Summer holidays mean that it has been rather quiet in the animal health media stratosphere but this does not stop Epi-Connect from sharing with you some useful publications from the last 2 weeks.

Alpine cows, Morzine, France. ©Epi-Connect
Alpine cows, Morzine, France. ©Epi-Connect

Animal health

  • Cattle are common carriers of Shiga toxin-producing Escherichia coli (STEC) which they may shed more profusively when under stress conditions. These harmful bacteria may then enter the food chain and result in hospitalisations or even deaths. A study from the US reported in Science Daily found that, by working together, researchers and farmers have been able to identify some of the factors that increase the risks of  STEC shedding in cattle, which could subsequently inform new management strategies to limit transmission.

 

  • The company Elanco has just released a statement discussing some of the results from their latest study on enteric health in poultry. Details of the study are not yet published (but hopefully will, if only to be able to judge their scientific merit) but it seems that an Intestinal Integrity Index (I2) score for broiler flocks can be derived based on data recorded by the Elanco’s Health Tracking System, and if acted upon, could result in financial savings for producers. It is nice to see how data-driven analysis can benefit producers’ business from a financial perspective and (but?) I look forward to a wider dissemination of the study results to the scientific community.

Other items

  • An interesting Dutch study shared on the World Poultry website discusses the health effects of living close to intensive livestock operations. People living close to such operations are exposed to higher endotoxin levels (in particular close to poultry and pig operations). An increased exposure to particules may be responsible for a small but quantifiable decrease in lung function in people living within 1km of such farms.

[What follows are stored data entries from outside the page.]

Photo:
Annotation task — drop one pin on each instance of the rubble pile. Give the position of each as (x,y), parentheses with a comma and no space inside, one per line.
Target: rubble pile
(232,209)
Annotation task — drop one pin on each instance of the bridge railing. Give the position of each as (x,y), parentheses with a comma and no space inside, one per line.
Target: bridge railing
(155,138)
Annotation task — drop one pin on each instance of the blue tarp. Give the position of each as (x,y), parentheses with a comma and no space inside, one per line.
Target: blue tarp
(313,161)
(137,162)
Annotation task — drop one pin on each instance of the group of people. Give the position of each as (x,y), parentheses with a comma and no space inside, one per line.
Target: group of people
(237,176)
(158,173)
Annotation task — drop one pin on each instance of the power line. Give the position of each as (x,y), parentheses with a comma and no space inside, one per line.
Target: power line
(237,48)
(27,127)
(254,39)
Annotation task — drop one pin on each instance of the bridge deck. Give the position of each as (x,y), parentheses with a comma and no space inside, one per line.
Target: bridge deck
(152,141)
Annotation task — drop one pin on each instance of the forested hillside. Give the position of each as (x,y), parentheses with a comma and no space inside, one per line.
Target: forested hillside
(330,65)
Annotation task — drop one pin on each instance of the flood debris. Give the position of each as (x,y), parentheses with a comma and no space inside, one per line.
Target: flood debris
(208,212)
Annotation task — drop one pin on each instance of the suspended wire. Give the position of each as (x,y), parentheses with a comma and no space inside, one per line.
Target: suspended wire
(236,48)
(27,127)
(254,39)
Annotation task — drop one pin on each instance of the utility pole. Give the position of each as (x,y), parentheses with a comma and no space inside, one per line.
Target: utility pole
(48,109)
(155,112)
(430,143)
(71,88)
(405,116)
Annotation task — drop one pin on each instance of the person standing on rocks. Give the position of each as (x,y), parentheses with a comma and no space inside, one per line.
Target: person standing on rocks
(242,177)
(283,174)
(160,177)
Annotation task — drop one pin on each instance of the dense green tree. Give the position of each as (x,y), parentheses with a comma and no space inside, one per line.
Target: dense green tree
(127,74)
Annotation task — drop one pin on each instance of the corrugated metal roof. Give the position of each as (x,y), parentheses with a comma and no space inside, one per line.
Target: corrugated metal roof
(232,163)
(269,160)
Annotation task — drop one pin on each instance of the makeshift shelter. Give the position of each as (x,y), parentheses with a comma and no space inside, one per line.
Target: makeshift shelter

Livestock-related MRSA bacteria were also found at higher concentrations close to livestock operations which may constitute a public health threat. But as nothing is black or white in this world, living in close proximity to animals offers some health benefits as seen by the protective effect against allergies and respiratory infections.

 

  • An insightful piece published by the Voice of Sustainable Pork discusses how the industry can play a role in the drive to decrease food waste at all stages of production. In the UK for example, 200,000 tons of animal material is rendered unnecessarily each year because it isn’t separated properly at the processing plant. Food waste contributes to the ever increasing pressure on global land use and natural resources (in particularly water).

 

  • Scientists draw eyes on cow butts to protect them from lions. Enough said…check this news item out!
(Photo: Ben Yexly/UNSW)

Thank you for dropping by, we will be back with more #EpiC_Friday_Shares in the second half of August after a well-deserved, if I say so myself 😉 , summer break.